Tongue-Tied

Dear Jewish Fairy Godmother:

My friend and neighbor Johanna and I know many people in common.
Most of the time we agree about them when we discuss their
personalities, lives, and evolving triumphs and traumas. I respect her
judgment and people smarts and I think she does mine. She’s a
psychologist and I am an attorney. One couple had a flaming divorce
two years ago. They used to be in her extended non-related network,
the type of group that gets together on major holidays. Each member
of the couple had a bio-child and there was a huge custody battle. The
one I am closer to brought big bucks into the relationship. The
(deadbeat) partner is a barely working real-estate agent (yes even
taking the economy into account). She has been trash-talking my
friend from one side of town to the other: not giving enough to the
daughter in college, not being willing to sell a property at a reduced
price, etc etc etc. She’d blame her for congressional deadlock and
global warming if anyone would listen. My problem: Johanna seems to
have swallowed this load of bull hook, line, and sinker. She keeps
asking me why my friend “isn’t doing enough to help the family.” I
can’t tell her to shove it but would like to say that to the greedy ex.
How should I respond?

Tongue-Tied

 
Dear Tongue-Tied:

There’s a classic phrase in diplomacy: We agreed to disagree.

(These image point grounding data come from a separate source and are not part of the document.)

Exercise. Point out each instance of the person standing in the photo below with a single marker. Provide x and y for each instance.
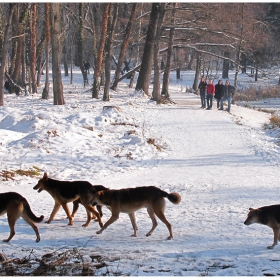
(210, 93)
(202, 91)
(227, 94)
(218, 92)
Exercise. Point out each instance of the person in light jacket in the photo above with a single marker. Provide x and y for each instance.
(202, 91)
(227, 94)
(218, 92)
(210, 93)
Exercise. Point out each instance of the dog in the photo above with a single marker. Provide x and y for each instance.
(132, 199)
(269, 216)
(76, 204)
(70, 191)
(17, 206)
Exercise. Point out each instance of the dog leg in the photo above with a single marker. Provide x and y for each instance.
(153, 218)
(134, 225)
(35, 228)
(161, 216)
(13, 214)
(276, 234)
(54, 212)
(113, 218)
(67, 211)
(88, 219)
(91, 209)
(75, 207)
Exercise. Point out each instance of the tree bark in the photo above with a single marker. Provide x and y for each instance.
(143, 81)
(80, 44)
(109, 51)
(45, 94)
(56, 53)
(99, 59)
(4, 52)
(124, 46)
(156, 95)
(166, 75)
(32, 49)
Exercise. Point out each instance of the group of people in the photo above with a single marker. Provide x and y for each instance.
(219, 91)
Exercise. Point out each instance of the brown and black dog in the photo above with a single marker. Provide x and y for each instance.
(132, 199)
(64, 192)
(17, 206)
(269, 216)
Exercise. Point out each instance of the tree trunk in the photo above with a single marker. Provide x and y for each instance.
(109, 51)
(56, 53)
(138, 48)
(256, 73)
(124, 46)
(80, 44)
(166, 75)
(143, 81)
(45, 94)
(99, 60)
(32, 49)
(225, 66)
(4, 51)
(156, 95)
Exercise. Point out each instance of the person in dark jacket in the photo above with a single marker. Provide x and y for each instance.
(227, 94)
(202, 91)
(218, 92)
(210, 93)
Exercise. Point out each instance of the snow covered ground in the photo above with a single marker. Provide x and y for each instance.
(221, 164)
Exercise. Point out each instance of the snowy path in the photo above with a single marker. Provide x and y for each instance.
(219, 163)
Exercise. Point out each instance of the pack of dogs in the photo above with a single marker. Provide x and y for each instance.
(127, 200)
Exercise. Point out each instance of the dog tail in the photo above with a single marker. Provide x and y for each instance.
(175, 198)
(30, 214)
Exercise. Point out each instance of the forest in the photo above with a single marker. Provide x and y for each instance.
(150, 39)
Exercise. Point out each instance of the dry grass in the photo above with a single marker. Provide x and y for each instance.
(256, 93)
(275, 121)
(9, 175)
(152, 141)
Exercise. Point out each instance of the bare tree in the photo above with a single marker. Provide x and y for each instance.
(166, 75)
(56, 53)
(45, 94)
(109, 51)
(143, 81)
(32, 49)
(5, 50)
(124, 46)
(99, 60)
(156, 96)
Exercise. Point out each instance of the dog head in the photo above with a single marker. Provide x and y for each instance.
(41, 183)
(253, 216)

You
should mobilize it immediately, along with several operational
components. First thing is for you to accept the fact that you cannot
defend your friend from her ex. If someone is determined to say bad
things about another person, whether it is motivated by anger, greed,
or random pique, you will be unable to stop it. There’s an old story
about a rabbi trying to explain that stopping gossip is the same as
trying to collect all the feathers from a pillow that burst in a
windstorm.

 

 

Talk to your friend Johanna simply and directly. Tell her that you and
she have very different views of the situation between the exes. Tell
her it is painful to hear your other friend defamed, especially because
your view of circumstances is very different and informed by a
different set of facts than she is repeating from the ex. Tell her you
think there’s another side to the story, but that you understand she’s
probably not going to hear it. Ask her to stop talking about these
people when she is with you, and, if possible, in front of others as well.
Then think about all the feathers you’ve let fly about other people and
consider the circumstances might also be more complex.